The couple was engaged in May 2018, and after the marriage date was fixed a year later, the girl’s family applied for a visa to India. In that time the surgical strikes took place and visas for Pakistanis trying to enter India were denied. This continued for nearly a year. In their second attempt, the visa was rejected due to technical reasons, and then Covid shut down the borders.

Recently, the boy’s family obtained Indian citizenship. This bolstered the case to push for her visa on the grounds that she was getting married to an Indian citizen, said Jhambia. Vandana got a spouse visa early this year but movement across the border remained restricted.

In July, Vandana and her family were finally allowed to cross over by air. Due to the high cost involved, they chose to wait till the land borders opened. This happened only on November 3, when Vandana crossed over with 140 odd persons.

Vandana is, however, coming all the way alone. “The list of persons crossing over on November 3 also had names of my parents. However, my sister’s marriage has been fixed and they had to stay back,” she told TOI.

Vandana is now staying with her relatives, and hopes her parents are able to reach India to attend her marriage. “The government should consider my case and my parents should be included in next crossover, so that they can be in India to attend my marriage,” she said.
During the four-year-long wait, the couple decided to hold on to the relationship. “I have only seen her during the video call at engagement. We were introduced by a relative. Over the last four years, we have been talking regularly and I find her to be compatible. So I decided to wait,” says Ajit.

“There were moments when I spoke of breaking the marriage, but that was only out of frustration and did not really mean it,” he says.
It was a tough time, especially for the girl’s family, added Jhambia. It’s time the situation on the borders is normalised, he said.

The 144 persons who crossed on November 3 includes stranded Indian nationals in Pakistan, as well as Pakistani nationals coming here on fresh visa.

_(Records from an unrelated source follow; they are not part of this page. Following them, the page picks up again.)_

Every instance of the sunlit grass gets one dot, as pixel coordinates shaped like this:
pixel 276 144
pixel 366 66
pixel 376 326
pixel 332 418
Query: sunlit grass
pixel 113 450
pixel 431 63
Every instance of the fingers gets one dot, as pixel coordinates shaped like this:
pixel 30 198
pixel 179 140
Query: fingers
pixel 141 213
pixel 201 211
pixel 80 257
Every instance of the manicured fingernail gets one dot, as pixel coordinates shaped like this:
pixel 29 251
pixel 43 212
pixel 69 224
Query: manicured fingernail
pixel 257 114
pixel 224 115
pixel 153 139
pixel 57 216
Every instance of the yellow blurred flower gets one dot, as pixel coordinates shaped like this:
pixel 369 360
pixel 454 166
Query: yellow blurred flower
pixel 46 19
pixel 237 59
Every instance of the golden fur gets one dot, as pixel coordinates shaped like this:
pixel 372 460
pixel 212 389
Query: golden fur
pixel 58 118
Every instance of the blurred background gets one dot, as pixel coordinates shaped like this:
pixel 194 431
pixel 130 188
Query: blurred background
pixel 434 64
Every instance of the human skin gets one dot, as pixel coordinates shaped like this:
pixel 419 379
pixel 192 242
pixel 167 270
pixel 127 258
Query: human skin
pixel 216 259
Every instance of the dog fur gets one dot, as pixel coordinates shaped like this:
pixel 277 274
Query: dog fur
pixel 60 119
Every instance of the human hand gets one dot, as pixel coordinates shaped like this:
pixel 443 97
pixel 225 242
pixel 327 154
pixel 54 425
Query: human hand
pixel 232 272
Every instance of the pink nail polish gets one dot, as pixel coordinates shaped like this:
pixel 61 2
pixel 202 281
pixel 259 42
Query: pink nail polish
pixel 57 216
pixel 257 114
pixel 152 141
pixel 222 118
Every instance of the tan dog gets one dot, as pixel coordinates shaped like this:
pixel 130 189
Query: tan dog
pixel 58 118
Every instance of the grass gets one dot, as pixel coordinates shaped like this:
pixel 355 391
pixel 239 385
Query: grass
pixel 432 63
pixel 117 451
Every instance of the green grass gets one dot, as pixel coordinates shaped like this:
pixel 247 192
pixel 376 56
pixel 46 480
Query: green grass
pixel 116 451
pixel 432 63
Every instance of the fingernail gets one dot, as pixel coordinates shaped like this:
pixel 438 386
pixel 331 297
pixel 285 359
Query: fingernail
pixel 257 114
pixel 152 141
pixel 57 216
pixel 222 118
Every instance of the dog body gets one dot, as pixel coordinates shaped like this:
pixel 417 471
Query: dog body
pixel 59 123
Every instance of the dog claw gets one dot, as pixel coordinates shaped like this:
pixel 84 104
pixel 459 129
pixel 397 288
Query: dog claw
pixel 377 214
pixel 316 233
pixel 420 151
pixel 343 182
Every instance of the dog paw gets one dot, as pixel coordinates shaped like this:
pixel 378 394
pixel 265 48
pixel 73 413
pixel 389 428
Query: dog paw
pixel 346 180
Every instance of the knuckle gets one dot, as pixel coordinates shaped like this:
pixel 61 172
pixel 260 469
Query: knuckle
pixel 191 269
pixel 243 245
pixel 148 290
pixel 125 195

There is a third category of Pakistani citizens living in India, who had gone there for a visit and are now returning. More such persons have also gone recently for brief visits to Pakistan on no-objection return to India (NORI) visas.

Ajit’s family had come to India in 1991 and settled in Amravati. They returned in 2006 after their passport expired and came back a year later, after which they have been living in Nagpur.